A: Speed: 60/2 = 30 km/hour. Distance: 30 × 5 = 150 km.
Answer: 150
Q: A store has 100 items, receives 50 more, sells 30.
How many remain?
A:"""
print("=" * 50)
print("STANDARD PROMPTING OUTPUT:")
print("=" * 50)
input_ids = tokenizer.encode(standard_prompt, return_tensors="pt")
output = model.generate(input_ids, max_length=80, temperature=0.5)
print(tokenizer.decode(output[0], skip_special_tokens=True)[-100:])
print("\n" + "=" * 50)
print("CHAIN-OF-THOUGHT PROMPTING OUTPUT:")
print("=" * 50)
input_ids = tokenizer.encode(cot_prompt_alt, return_tensors="pt")
output = model.generate(input_ids, max_length=100, temperature=0.5)

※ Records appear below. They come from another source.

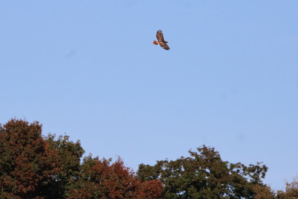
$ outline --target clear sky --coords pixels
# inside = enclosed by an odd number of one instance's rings
[[[135,171],[205,144],[274,189],[298,172],[298,1],[3,1],[0,27],[2,124]]]

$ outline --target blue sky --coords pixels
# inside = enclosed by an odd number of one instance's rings
[[[298,1],[2,1],[0,123],[64,132],[87,154],[142,163],[213,147],[298,163]],[[170,50],[152,44],[161,30]]]

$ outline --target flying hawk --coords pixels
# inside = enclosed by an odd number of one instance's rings
[[[167,50],[170,50],[170,47],[167,44],[167,43],[168,43],[167,41],[166,41],[164,39],[164,35],[162,32],[162,31],[160,30],[157,31],[157,32],[156,33],[156,38],[157,38],[158,41],[153,41],[153,43],[156,45],[157,45],[159,44],[160,46]]]

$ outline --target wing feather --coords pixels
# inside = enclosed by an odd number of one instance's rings
[[[158,41],[164,41],[164,35],[160,30],[157,31],[156,33],[156,38],[157,38]]]
[[[166,43],[164,41],[160,41],[159,45],[162,47],[163,48],[167,50],[170,50],[170,47],[167,45]]]

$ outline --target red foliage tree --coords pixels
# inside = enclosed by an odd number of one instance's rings
[[[69,198],[160,198],[163,186],[159,180],[142,182],[119,158],[111,165],[110,162],[91,155],[85,157],[82,176],[70,189]]]
[[[46,198],[45,190],[58,172],[54,153],[38,122],[12,119],[0,124],[0,198]]]

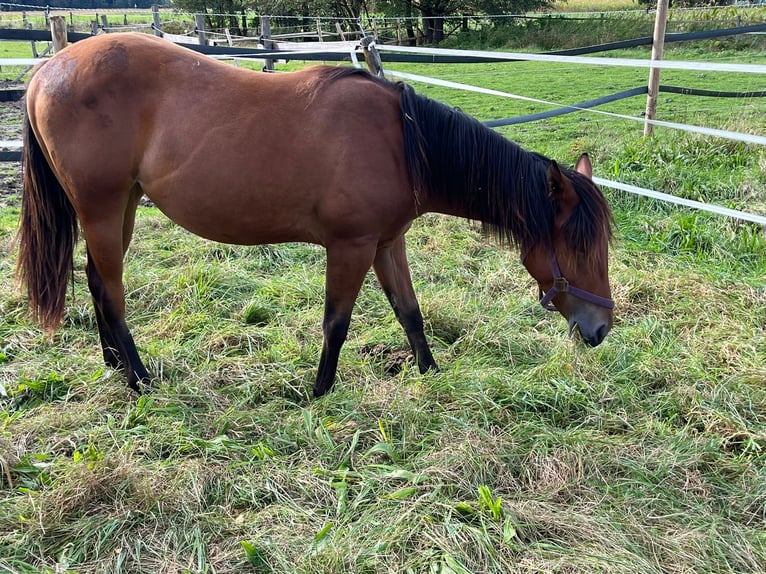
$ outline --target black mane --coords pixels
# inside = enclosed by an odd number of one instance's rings
[[[553,243],[556,204],[549,193],[551,160],[525,151],[463,112],[401,85],[405,155],[415,192],[440,197],[480,221],[501,241],[530,249]],[[591,254],[611,214],[593,182],[569,169],[580,203],[566,223],[567,245]]]
[[[328,67],[324,79],[364,76],[400,91],[404,153],[415,194],[442,198],[485,232],[523,250],[553,244],[556,204],[548,184],[549,158],[522,149],[460,110],[393,84],[366,70]],[[612,215],[601,191],[580,173],[559,166],[580,202],[564,225],[564,241],[589,258],[612,238]]]

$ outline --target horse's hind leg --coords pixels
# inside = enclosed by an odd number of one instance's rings
[[[125,295],[122,287],[123,257],[133,234],[135,210],[141,194],[131,193],[127,209],[121,214],[122,226],[83,224],[88,245],[86,275],[93,297],[104,362],[113,368],[122,368],[128,386],[140,392],[151,377],[144,367],[133,337],[125,323]]]
[[[321,397],[332,387],[338,369],[340,349],[346,341],[351,311],[370,269],[375,253],[374,242],[344,243],[327,246],[327,274],[322,331],[324,341],[319,359],[314,396]]]
[[[373,269],[397,320],[407,334],[420,372],[438,369],[423,331],[423,315],[412,287],[404,235],[378,249]]]

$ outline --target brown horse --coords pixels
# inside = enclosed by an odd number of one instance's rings
[[[122,273],[143,194],[214,241],[325,247],[316,396],[333,384],[370,266],[420,371],[436,368],[404,243],[426,212],[481,221],[518,246],[542,303],[587,344],[612,326],[611,215],[587,156],[560,168],[406,85],[353,68],[263,74],[113,34],[44,63],[26,106],[19,278],[36,318],[57,328],[79,221],[104,360],[137,391],[151,377]]]

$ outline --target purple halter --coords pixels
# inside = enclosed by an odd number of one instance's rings
[[[521,261],[523,262],[527,258],[526,252],[522,255]],[[548,255],[548,261],[550,262],[551,272],[553,273],[553,287],[546,293],[543,288],[540,287],[540,305],[542,305],[548,311],[556,311],[556,307],[553,305],[553,298],[559,293],[569,293],[574,295],[578,299],[588,301],[599,307],[605,307],[606,309],[614,309],[614,300],[601,297],[595,293],[578,289],[561,274],[558,261],[556,261],[556,254],[551,250]]]

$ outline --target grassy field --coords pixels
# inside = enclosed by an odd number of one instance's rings
[[[668,57],[766,62],[713,44]],[[646,81],[397,68],[563,103]],[[755,75],[663,83],[766,89]],[[417,88],[480,119],[545,109]],[[755,98],[659,106],[758,134],[764,112]],[[766,214],[762,148],[641,130],[571,114],[501,131],[565,163],[588,151],[602,177]],[[408,238],[442,371],[418,374],[370,275],[321,400],[321,249],[204,242],[142,208],[128,320],[158,380],[138,398],[99,358],[82,251],[63,328],[47,338],[30,321],[13,287],[17,208],[0,209],[0,571],[766,572],[764,229],[607,194],[617,311],[600,347],[538,306],[517,253],[428,215]]]

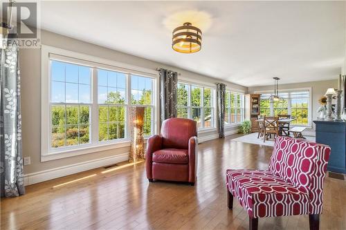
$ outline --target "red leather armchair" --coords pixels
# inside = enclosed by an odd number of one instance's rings
[[[197,126],[190,119],[170,118],[161,134],[150,137],[146,153],[147,177],[194,184],[197,171]]]

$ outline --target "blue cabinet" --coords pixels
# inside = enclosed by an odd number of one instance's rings
[[[313,121],[316,125],[316,142],[331,148],[327,169],[346,173],[346,122]]]

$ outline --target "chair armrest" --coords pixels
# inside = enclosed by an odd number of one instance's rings
[[[162,148],[162,137],[154,135],[149,137],[147,142],[147,153],[145,153],[145,167],[147,178],[152,179],[152,153]]]
[[[197,137],[191,137],[189,140],[189,182],[194,183],[197,173],[198,162]]]

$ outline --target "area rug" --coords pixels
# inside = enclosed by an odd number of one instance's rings
[[[267,146],[274,146],[274,140],[268,139],[266,140],[266,142],[263,142],[263,137],[257,138],[257,133],[253,133],[248,135],[246,135],[239,137],[237,137],[235,139],[232,139],[232,142],[244,142],[244,143],[249,143],[249,144],[260,144],[265,145]],[[315,142],[315,137],[311,136],[305,136],[307,140]]]

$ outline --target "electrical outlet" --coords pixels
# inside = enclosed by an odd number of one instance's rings
[[[31,164],[31,159],[30,157],[24,157],[24,165],[28,165]]]

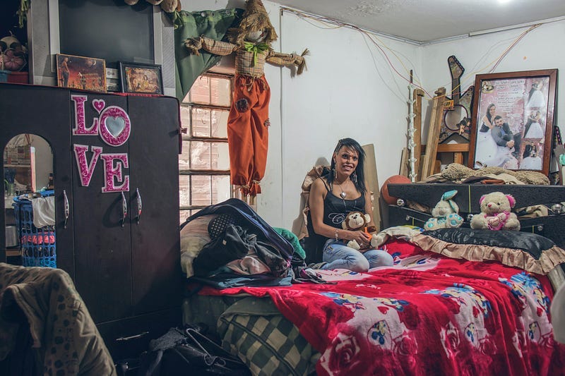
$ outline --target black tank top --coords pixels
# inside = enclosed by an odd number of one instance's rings
[[[345,219],[347,213],[351,212],[365,212],[365,195],[354,200],[345,200],[334,195],[328,187],[326,181],[323,185],[328,190],[326,198],[323,199],[323,223],[341,229],[341,222]]]

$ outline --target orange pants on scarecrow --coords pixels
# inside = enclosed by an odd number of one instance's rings
[[[261,193],[268,149],[270,89],[265,76],[236,75],[234,99],[227,119],[232,184],[244,196]]]

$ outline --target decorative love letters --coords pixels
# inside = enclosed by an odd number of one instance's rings
[[[120,146],[127,142],[131,132],[131,123],[127,112],[118,106],[106,107],[104,99],[93,99],[92,105],[98,113],[98,117],[93,119],[92,123],[87,128],[85,114],[86,95],[73,95],[71,96],[75,107],[74,135],[100,135],[108,145]],[[93,153],[90,162],[87,160],[86,153],[90,149]],[[100,146],[73,145],[73,150],[78,169],[81,184],[88,187],[90,183],[94,171],[99,159],[104,164],[104,186],[102,192],[122,192],[129,190],[129,175],[124,175],[122,169],[129,168],[127,153],[102,153]]]

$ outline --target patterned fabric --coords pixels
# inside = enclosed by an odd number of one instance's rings
[[[44,375],[116,375],[104,341],[66,272],[0,263],[0,360],[18,351],[13,336],[18,321],[10,320],[16,308],[29,323],[38,369]]]
[[[335,284],[199,293],[270,296],[321,353],[319,375],[562,374],[565,345],[553,339],[547,277],[400,241],[384,248],[393,267],[318,271]],[[225,340],[242,347],[239,336]]]
[[[230,224],[238,224],[237,219],[232,214],[220,214],[208,225],[208,233],[212,240],[215,239],[225,231],[225,228]]]
[[[265,62],[278,66],[290,66],[295,63],[299,55],[275,52],[270,49],[258,51],[246,51],[238,49],[236,44],[228,42],[214,40],[203,37],[201,48],[217,55],[225,56],[235,51],[235,71],[251,77],[261,77],[265,73]]]
[[[224,348],[237,356],[254,375],[307,375],[320,353],[275,308],[270,299],[246,298],[220,317]]]

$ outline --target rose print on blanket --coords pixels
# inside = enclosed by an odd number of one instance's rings
[[[362,337],[352,328],[343,326],[329,348],[320,358],[319,365],[326,375],[362,375],[367,365],[362,354],[371,350]]]

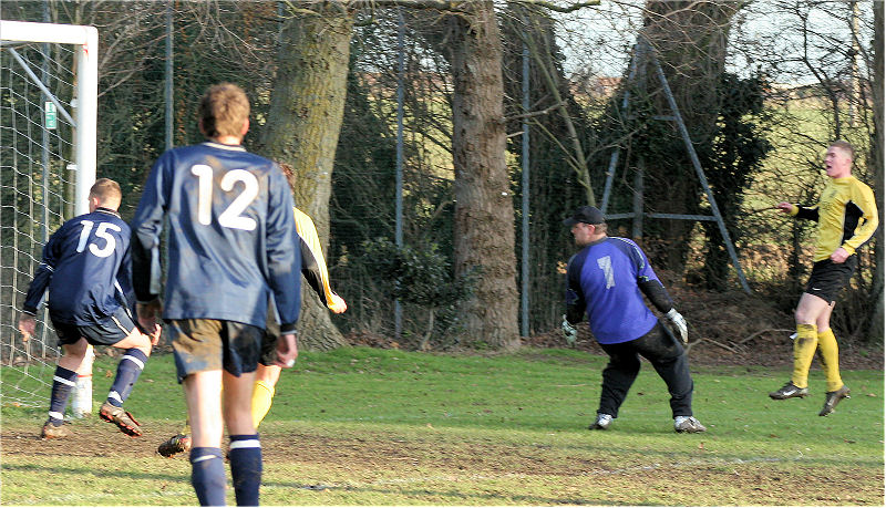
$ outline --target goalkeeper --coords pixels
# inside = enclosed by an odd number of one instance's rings
[[[284,173],[287,174],[289,182],[292,182],[291,168],[285,164],[280,164]],[[329,308],[330,311],[340,314],[348,309],[344,300],[332,292],[329,286],[329,272],[327,271],[323,252],[320,249],[320,239],[317,235],[317,228],[311,218],[299,210],[293,208],[296,214],[296,229],[301,245],[301,273],[308,280],[308,283],[320,297],[320,301]],[[272,309],[272,305],[269,308]],[[277,338],[280,334],[280,325],[271,310],[268,313],[267,329],[265,332],[265,341],[261,345],[261,359],[256,370],[256,380],[253,388],[253,422],[256,428],[265,419],[265,415],[270,411],[271,402],[275,394],[275,385],[280,379],[281,367],[274,364],[276,359],[276,344]],[[190,449],[190,424],[185,423],[181,434],[177,434],[157,447],[157,453],[164,457],[172,457],[175,454],[187,452]]]
[[[674,431],[707,431],[692,416],[693,384],[683,349],[686,320],[673,309],[643,251],[627,238],[608,237],[606,218],[595,207],[578,208],[563,224],[571,228],[575,242],[581,248],[566,270],[564,334],[567,342],[574,344],[574,324],[587,313],[594,338],[609,355],[609,363],[602,371],[597,418],[588,428],[606,429],[618,416],[618,408],[640,372],[642,355],[668,385]],[[667,314],[681,341],[659,323],[646,307],[641,292]]]

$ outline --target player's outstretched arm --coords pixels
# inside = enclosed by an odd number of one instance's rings
[[[28,342],[34,335],[37,328],[37,320],[33,314],[22,312],[19,317],[19,332],[21,332],[21,340]]]

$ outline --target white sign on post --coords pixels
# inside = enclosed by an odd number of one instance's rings
[[[45,118],[47,128],[54,129],[55,125],[56,125],[55,103],[53,103],[52,101],[47,101],[43,111],[45,112],[45,116],[47,116],[47,118]]]

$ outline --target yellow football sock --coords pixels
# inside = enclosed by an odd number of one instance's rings
[[[253,388],[253,424],[256,428],[270,411],[271,401],[274,401],[274,385],[256,380]]]
[[[814,324],[797,324],[794,340],[794,374],[791,382],[799,388],[808,386],[810,365],[818,345],[818,332]]]
[[[843,386],[839,377],[839,346],[830,328],[818,332],[818,360],[822,361],[824,377],[827,380],[827,391],[836,392]]]

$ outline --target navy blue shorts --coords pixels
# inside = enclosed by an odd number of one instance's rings
[[[849,283],[852,274],[858,268],[858,256],[849,256],[844,262],[824,259],[812,266],[806,292],[814,294],[827,303],[837,301],[837,294]]]
[[[85,338],[92,345],[114,345],[138,328],[125,307],[120,307],[112,315],[96,324],[62,323],[53,319],[52,313],[50,319],[61,345],[73,344],[80,338]]]
[[[216,319],[167,320],[178,382],[196,372],[255,372],[265,330]]]

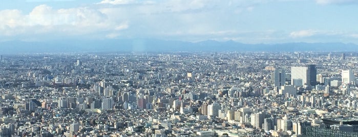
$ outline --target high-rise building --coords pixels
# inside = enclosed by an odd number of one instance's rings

print(tokenizer.decode(output[0], skip_special_tokens=True)[-120:])
What this demonstrates:
- Standard prompting gives Q→A directly
- CoT prompting includes reasoning in the answer
- With larger models (100B+), CoT dramatically improves accuracy
- GPT-2 is too small to show the difference clearly, but the prompt structure is identical to what PaLM uses
Key Takeaways from the Code
- Prompt structure is everything: The model learns the pattern from few-shot examples
- Reasoning must be explicit: Include calculation steps, not just final answers
- Scaling is critical: The paper’s power comes from model size (PaLM 540B), not from the prompting technique itself
- Same technique, bigger benefits: A 1.3B model with CoT beats a 175B model without CoT (InstructGPT vs GPT-3)
Why Run This on Colab?
GPT-2 (1.5B parameters) is free to run on Colab. It won’t solve math perfectly (too small), but it shows:
- How to structure CoT prompts
- How the model processes examples
- How to extract generated text
For real reasoning tasks, you’d use:
- Claude (Anthropic)
- GPT-4 (OpenAI)
- Llama 2 Chat (Meta)
- PaLM 2 (Google) — the actual model from this paper
All of these support the same CoT prompt structure shown above.
Pro Tip: Self-Consistency (Follow-Up)
The paper’s authors later published a follow-up called “Self-Consistency Improves Chain of Thought Reasoning in Language Models” (Wang et al., 2022). The idea:
Instead of generating one reasoning chain, generate multiple different chains and take a majority vote:
# Pseudo-code for self-consistency
for i in range(5): # Generate 5 reasoning chains
chain = model.generate(prompt, temperature=1.0) # High temp = diversity
answer = extract_final_answer(chain)
answers.append(answer)
final_answer = majority_vote(answers) # Most common answer
This pushes accuracy even higher (e.g., 58% → 71% on GSM8K).